Types of inductors
Inductors, as passive elements of electrical circuits, are traditionally used in radio and electrical engineering. In these areas, two main interrelated properties of inductors are used—the property to resist alternating current and to store energy in a magnetic field when the current is passed.
Inductors as chokes are found alongside capacitors and resistors on almost all printed circuit boards of electronic devices. The primary and secondary windings of transformers are also coils, only inductively connected to each other. Fixed inductors as part of oscillating circuits and adjustable variometers. Finally, there are dual common-mode chokes and differential filters. These are all varieties of an inductor, such a seemingly simple thing. However, let's take a closer look at its main varieties.
Connecting coils (transformer connection)
Two or more coils placed relative to each other so that they interact its magnetic fields (sometimes coils are included along with capacitors). In this way, the transformer connection between cascades, circuits and circuits is realized.Two or more circuits are separated by such DC coils.
For example, an audio amplifier has a driver and an output stage that can be separated using a transformer connection. In this simple way, the base of the output stage and the collector circuit of the previous stage of the acoustic amplifier can be connected. Here, the high-quality factor is not as important as for resonant circuits, therefore, the windings of communication transformers are usually wound with a large number of turns and a thin wire, achieving the main thing - high mutual inductance of the connected circuits.
Oscillating chain coils
As noted above, one of the key applications of an inductor is in conjunction with a capacitor. The condenser coil is formed oscillating circuit, which has its own frequency of resonant vibration.
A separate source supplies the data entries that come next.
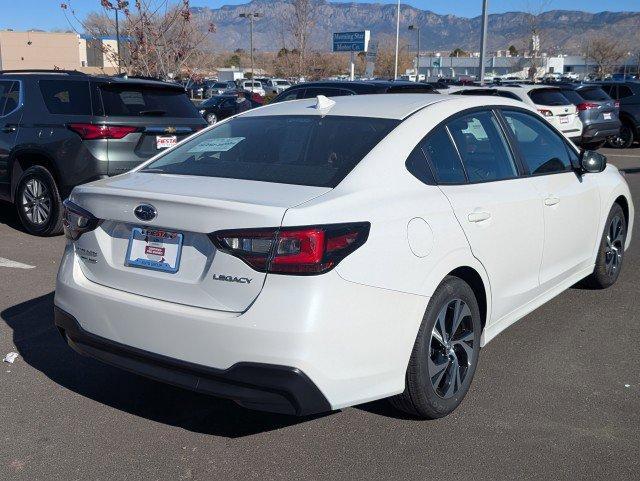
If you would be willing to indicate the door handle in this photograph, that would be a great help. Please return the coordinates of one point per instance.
(551, 200)
(478, 216)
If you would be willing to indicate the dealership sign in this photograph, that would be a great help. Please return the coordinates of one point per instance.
(351, 41)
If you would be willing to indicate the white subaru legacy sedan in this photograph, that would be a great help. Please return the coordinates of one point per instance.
(316, 254)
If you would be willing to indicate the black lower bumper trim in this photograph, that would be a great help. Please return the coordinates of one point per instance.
(265, 387)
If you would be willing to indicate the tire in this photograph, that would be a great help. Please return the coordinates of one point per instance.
(593, 145)
(610, 252)
(429, 393)
(38, 202)
(624, 140)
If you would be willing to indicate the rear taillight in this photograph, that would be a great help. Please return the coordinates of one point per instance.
(100, 131)
(293, 250)
(587, 106)
(77, 221)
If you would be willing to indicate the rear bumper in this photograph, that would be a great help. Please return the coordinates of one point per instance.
(265, 387)
(600, 131)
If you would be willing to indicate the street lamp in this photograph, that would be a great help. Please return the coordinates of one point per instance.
(395, 75)
(483, 38)
(417, 29)
(251, 16)
(117, 6)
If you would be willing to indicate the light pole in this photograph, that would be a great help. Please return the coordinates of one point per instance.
(395, 75)
(483, 38)
(119, 5)
(251, 16)
(417, 29)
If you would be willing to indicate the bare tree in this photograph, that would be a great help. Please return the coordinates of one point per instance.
(301, 22)
(606, 52)
(162, 37)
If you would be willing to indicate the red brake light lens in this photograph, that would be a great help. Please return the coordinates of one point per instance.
(293, 250)
(99, 131)
(587, 106)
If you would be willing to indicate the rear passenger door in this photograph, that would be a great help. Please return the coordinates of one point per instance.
(571, 202)
(499, 211)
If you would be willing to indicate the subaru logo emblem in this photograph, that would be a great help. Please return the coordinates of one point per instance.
(145, 212)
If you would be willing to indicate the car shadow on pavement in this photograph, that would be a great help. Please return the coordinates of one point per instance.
(9, 217)
(40, 345)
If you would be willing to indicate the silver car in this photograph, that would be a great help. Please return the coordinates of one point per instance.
(598, 112)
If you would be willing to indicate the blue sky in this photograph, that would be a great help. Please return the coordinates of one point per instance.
(46, 14)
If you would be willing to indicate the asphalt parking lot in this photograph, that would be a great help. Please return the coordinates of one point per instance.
(556, 396)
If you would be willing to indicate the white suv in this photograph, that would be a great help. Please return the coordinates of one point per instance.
(315, 254)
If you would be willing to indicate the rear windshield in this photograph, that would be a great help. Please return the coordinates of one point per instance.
(302, 150)
(66, 97)
(548, 97)
(141, 101)
(594, 93)
(572, 96)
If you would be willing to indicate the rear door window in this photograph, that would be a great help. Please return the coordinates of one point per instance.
(543, 150)
(300, 149)
(141, 101)
(624, 91)
(312, 92)
(66, 97)
(594, 93)
(548, 97)
(443, 156)
(5, 88)
(482, 147)
(572, 96)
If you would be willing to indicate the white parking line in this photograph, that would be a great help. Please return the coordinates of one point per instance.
(13, 264)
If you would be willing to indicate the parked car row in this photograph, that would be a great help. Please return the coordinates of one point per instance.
(590, 114)
(59, 129)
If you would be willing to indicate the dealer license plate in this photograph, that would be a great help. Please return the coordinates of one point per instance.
(154, 249)
(166, 141)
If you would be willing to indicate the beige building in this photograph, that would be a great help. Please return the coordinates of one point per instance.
(38, 50)
(53, 50)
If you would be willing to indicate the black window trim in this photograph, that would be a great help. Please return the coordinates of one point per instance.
(20, 97)
(512, 140)
(493, 109)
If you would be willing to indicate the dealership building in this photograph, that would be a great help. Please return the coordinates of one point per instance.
(435, 66)
(57, 50)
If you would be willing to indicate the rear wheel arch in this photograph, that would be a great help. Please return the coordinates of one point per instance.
(624, 203)
(475, 281)
(22, 160)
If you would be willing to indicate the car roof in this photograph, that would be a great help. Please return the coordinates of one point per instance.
(64, 75)
(358, 84)
(384, 106)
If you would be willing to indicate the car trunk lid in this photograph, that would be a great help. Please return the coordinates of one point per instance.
(191, 207)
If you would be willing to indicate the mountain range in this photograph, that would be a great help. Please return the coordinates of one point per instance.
(560, 30)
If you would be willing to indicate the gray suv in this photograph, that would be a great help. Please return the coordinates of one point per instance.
(598, 112)
(59, 129)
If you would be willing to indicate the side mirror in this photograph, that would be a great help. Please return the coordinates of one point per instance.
(592, 161)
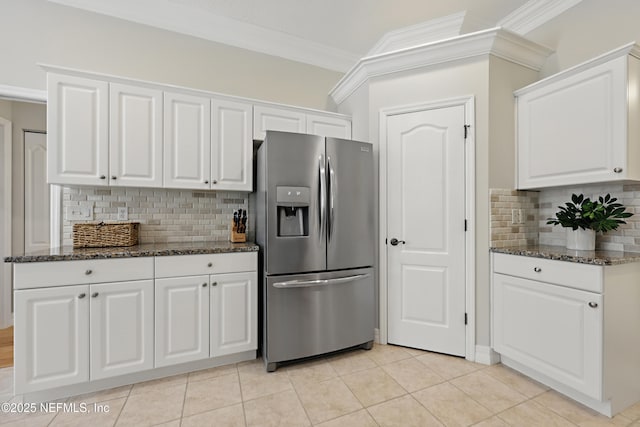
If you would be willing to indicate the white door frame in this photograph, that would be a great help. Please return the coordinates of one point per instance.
(6, 319)
(470, 201)
(21, 94)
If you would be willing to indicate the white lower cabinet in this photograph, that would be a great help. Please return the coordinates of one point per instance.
(234, 313)
(51, 337)
(571, 326)
(71, 334)
(205, 316)
(182, 319)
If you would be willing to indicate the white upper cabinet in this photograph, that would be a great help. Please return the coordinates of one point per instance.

The demands on inductor circuits in terms of quality factor are very high. In addition, the loop winding must have sufficiently high temperature stability. Therefore, the loop windings of resonant circuits are made, as a rule, of sufficiently thick wire compared to the connecting coils. Various oscillators, transmitters and receivers work on the basis of oscillating circuits.
Variometers
The variometer is an adjustable coil. Such coils are useful for adjusting the resonant frequency of tuned oscillating circuits. The two parts of the coil are connected in series and arranged so that one of the parts can physically move or rotate relative to the other. One part is fixed (a kind of variometer stator), the other is a movable rotor inside the stator, it can rotate.
Or another option — one part of the coil, if necessary, just move away from the other. The variometer can be completely coreless, or for example two parts of the coil can be wound on a ferrite core on which the coils can be spaced, or it is possible to adjust the gap in the magnetic circuit itself.
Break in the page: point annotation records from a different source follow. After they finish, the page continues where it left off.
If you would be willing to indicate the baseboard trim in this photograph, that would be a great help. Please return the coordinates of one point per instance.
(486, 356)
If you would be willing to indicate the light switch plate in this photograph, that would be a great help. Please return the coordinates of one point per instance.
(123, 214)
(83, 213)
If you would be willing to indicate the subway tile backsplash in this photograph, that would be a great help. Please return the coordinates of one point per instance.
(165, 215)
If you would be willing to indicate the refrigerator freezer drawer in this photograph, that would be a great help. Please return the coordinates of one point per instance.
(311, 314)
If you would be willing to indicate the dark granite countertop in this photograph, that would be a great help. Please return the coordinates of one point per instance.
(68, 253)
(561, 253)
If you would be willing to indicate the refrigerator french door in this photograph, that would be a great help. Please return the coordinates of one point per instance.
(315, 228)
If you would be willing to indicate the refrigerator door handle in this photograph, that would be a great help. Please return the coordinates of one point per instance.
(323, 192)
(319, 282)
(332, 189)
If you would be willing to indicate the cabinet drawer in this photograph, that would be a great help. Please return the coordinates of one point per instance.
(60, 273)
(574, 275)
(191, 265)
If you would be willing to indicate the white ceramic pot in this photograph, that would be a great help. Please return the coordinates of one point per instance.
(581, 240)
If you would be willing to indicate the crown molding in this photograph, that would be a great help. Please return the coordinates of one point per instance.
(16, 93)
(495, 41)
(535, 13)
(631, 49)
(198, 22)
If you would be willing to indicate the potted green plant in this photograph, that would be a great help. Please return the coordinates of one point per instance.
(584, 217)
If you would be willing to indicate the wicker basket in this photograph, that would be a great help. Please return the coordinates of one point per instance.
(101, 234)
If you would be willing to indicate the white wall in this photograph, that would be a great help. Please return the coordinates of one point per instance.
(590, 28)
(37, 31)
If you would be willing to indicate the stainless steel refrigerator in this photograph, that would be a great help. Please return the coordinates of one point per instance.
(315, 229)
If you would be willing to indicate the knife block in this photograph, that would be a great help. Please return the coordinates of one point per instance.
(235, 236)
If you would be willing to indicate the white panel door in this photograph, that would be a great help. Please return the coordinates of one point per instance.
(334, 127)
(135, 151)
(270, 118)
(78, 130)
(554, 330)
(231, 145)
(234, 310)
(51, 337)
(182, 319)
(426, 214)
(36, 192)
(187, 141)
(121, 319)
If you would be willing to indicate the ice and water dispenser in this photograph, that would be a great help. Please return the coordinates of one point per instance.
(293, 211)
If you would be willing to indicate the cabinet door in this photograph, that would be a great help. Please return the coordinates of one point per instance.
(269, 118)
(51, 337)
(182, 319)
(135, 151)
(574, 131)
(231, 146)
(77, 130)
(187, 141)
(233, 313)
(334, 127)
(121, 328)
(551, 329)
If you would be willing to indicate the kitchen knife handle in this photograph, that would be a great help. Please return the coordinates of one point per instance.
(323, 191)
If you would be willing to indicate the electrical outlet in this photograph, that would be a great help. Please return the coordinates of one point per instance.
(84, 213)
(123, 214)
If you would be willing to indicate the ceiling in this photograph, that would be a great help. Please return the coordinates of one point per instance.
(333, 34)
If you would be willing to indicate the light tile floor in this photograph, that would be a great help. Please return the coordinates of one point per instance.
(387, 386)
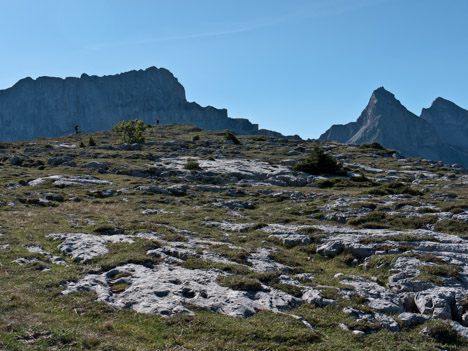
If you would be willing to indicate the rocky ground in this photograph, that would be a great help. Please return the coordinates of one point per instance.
(192, 242)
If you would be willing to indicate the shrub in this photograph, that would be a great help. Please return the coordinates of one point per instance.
(358, 182)
(393, 188)
(131, 131)
(191, 164)
(232, 137)
(374, 145)
(319, 162)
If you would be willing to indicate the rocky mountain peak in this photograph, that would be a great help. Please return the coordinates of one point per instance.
(440, 133)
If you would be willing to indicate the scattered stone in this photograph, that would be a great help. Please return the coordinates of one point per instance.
(412, 319)
(167, 290)
(291, 240)
(84, 247)
(377, 318)
(99, 166)
(178, 189)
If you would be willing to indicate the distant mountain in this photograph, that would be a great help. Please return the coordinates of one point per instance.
(441, 133)
(50, 107)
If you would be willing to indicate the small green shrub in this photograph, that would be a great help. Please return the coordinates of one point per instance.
(442, 332)
(191, 164)
(232, 137)
(131, 131)
(319, 162)
(374, 145)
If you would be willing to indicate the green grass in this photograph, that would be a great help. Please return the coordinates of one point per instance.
(32, 305)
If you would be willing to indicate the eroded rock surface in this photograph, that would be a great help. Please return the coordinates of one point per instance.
(167, 289)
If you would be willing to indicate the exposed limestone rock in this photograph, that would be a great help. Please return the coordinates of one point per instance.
(378, 318)
(84, 247)
(378, 298)
(290, 240)
(232, 227)
(52, 259)
(166, 290)
(99, 103)
(262, 262)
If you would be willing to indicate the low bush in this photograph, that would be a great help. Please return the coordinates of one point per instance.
(232, 137)
(374, 145)
(191, 164)
(319, 162)
(131, 131)
(91, 141)
(393, 188)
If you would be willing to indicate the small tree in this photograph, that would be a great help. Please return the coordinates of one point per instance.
(131, 131)
(319, 162)
(232, 137)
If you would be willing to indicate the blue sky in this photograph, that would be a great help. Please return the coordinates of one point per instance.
(294, 66)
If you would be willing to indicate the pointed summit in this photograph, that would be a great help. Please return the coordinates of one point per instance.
(450, 121)
(386, 121)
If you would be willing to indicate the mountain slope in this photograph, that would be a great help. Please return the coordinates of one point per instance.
(50, 107)
(386, 121)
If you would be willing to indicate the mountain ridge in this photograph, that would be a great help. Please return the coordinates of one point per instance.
(387, 121)
(51, 106)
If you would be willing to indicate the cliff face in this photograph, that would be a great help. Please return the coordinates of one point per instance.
(449, 121)
(441, 133)
(50, 107)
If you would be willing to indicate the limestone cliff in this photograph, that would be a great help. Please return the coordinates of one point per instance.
(439, 134)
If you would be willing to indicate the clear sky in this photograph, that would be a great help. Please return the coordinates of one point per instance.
(294, 66)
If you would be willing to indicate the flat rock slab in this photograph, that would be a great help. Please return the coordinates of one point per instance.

In principle, the designs of variometers are diverse, but the principle is the same — changing the total inductance of the coil by changing the relative position of its parts (the mutual inductance of the parts changes, therefore the total inductance of the variometer also changes). The inductance of the variometer coil recovers sometimes.
Throttle
The property of a coil to prevent the current through its conductor from changing used in chokes… The choke, like any coil, freely passes constant direct current, but has a high reactance to alternating or pulsating current. So, by connecting the choke in series with the load in the AC circuit, you can limit the load current.
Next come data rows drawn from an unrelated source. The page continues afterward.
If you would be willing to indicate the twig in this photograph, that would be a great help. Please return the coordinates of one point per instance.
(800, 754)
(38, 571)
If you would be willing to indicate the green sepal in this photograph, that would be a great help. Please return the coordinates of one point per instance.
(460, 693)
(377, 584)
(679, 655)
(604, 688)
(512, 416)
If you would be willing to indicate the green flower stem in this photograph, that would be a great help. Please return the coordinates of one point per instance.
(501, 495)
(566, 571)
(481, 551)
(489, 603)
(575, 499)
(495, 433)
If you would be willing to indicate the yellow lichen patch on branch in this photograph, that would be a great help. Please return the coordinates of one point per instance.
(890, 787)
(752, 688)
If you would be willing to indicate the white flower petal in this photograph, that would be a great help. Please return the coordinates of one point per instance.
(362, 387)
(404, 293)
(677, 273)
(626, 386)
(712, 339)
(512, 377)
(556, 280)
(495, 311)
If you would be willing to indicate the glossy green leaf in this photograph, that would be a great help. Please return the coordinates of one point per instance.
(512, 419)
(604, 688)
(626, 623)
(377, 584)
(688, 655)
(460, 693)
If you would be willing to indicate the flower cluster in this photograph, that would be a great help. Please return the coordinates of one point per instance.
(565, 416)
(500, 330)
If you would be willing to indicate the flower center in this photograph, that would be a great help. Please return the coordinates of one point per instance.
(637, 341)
You can often find a choke as a filter in the power supply circuit of an electronic device or as a ballast for a gas discharge lamp connected to a household mains. Mains chokes are made on magnetic circuits made of transformer steel, and ferrite and permalloy are used for RF as well as coreless frames. Chokes in the form of rings or beads are wound on communication cables to suppress common RF interference.
Double throttle
The power supply to the loads from the network is supplied through at least two wires, here there are double chokes.A double choke is made of two windings wound counterclockwise or coupled on a common core or non-ferromagnetic frame. Anti-winding helps filter out common noise in a two-wire network, while matched winding is used to suppress differential noise.
Such twin coils are often found in power supply input circuits, in acoustic engineering and in digital lines. They protect the instrument from high-frequency noise from the mains, and the mains from spurious high-frequency signals generated by the instrument's operating circuits. Double chokes for low-frequency mains circuits have steel cores from a transformer, and for high-frequency - ferrite or no core at all.